Eldorado. De rocades en bivouacs et de bastonnades en couacs administratifs, à partir d’une conception de la vie, moins en termes de carrière ou de projet, que d’opportunités offertes par un nomadisme souvent fait, au besoin, d’improvisations, mais toujours guetté par l’imprévisible qui frappe à l’improviste. L’arbitraire punit au hasard, frappant sans discrimination pour mieux discriminer en toute discrétion, avec la complicité d’une force censée émaner du droit et de la justice pour faire régner l’ordre, mais qui ne s’encombre pas des bonnes mœurs, pourtant plus importantes que toutes les lois.
Loin de soi. Loin de la loi. On finit par se rendre compte que la présence non autorisée est la première défiance à la loi. Ne point s’interdire de faire des choses que la loi interdit tout comme celui qui se sait, en dépit de toutes les considérations éthiques, qu’il est le premier à violer la loi en devenant un clandestin. Je devrais dire « présence à caractère clandestin ». La nuance est de taille.
Parti en quête de sécurité, se retrouver dans un « dilemme de sécurité » face à la « gangstérisation de l’identité ». Se retrouver en danger devant des fauves et des êtres d’armes en uniformes, sans état d’âme ni pitié de l’être devant les identités qu’ils ne considèrent pas comme partie intégrante de l’humanité pour mériter liberté, égalité et fraternité. Inaptes à s’ajuster à la cosmopolite contemporaine. Prêts à vous intoxiquer l’existence pour vous inciter à renoncer à nourrir une quelconque ambition de recommencer votre vie en dehors de votre lieu de naissance et d’assignation à résidence ; de ne tenter aucune pirouette en prenant la direction corrompue du bon vent indiquée par la girouette de l’imaginaire occidental, terre d’abondance, de style de vie idéal, de prospérité inépuisable ou d’hospitalité pour les réfugiés aux motivations diverses et variées, mais toujours légitimes parce que justifiées, même étant illégales.

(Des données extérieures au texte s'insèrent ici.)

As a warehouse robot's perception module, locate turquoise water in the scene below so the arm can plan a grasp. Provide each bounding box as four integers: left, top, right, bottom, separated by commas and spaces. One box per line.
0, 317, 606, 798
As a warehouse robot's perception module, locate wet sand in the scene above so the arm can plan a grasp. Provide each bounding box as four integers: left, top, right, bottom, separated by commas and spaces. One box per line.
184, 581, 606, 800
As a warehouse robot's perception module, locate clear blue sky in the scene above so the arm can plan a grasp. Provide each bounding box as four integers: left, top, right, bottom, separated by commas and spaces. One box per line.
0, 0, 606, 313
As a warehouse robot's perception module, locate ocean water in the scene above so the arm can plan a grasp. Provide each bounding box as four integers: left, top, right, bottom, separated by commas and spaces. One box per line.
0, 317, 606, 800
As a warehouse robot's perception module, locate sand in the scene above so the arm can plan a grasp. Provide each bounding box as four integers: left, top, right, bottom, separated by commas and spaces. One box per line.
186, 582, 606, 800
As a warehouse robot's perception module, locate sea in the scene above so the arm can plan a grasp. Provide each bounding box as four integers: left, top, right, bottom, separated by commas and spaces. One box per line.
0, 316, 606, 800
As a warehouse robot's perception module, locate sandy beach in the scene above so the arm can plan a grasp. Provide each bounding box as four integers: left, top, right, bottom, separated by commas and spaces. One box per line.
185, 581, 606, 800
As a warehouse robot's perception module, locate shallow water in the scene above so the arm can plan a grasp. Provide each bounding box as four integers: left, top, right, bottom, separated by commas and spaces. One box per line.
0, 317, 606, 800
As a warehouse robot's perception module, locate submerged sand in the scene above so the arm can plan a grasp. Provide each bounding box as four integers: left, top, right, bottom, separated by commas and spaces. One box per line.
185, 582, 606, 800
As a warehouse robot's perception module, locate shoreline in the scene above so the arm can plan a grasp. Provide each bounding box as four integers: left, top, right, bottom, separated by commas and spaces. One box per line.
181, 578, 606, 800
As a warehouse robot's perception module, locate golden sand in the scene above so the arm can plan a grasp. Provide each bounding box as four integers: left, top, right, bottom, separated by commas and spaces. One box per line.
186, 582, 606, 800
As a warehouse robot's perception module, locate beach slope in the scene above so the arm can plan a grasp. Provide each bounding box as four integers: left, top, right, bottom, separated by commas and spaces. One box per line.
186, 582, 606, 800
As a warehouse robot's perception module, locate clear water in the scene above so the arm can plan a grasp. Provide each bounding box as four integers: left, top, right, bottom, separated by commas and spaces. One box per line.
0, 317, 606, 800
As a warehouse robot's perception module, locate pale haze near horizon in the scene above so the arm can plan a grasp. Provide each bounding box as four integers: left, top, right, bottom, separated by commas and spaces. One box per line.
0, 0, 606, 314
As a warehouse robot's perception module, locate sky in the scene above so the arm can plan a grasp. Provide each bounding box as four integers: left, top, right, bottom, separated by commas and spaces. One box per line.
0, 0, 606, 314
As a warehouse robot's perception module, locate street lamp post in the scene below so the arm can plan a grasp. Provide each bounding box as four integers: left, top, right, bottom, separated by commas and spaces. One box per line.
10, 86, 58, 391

Le juste n’est pas toujours légal. Le légal n’est pas toujours juste. L’équilibre se perd. Les équilibristes s’y retrouvent et en abusent, tel le lecteur qui ne se contente pas juste de lire ; mais qui réécrit au risque de trahir. Que l’imagination nous en garde.
Soleils invincibles, de Cheikh Ahmadou Bamba Ndiaye (éd. Présence africaine, 380 pages, 20 euros).
Ibrahima Silla est enseignant-chercheur en science politique à l’Université Gaston Berger de Saint-Louis.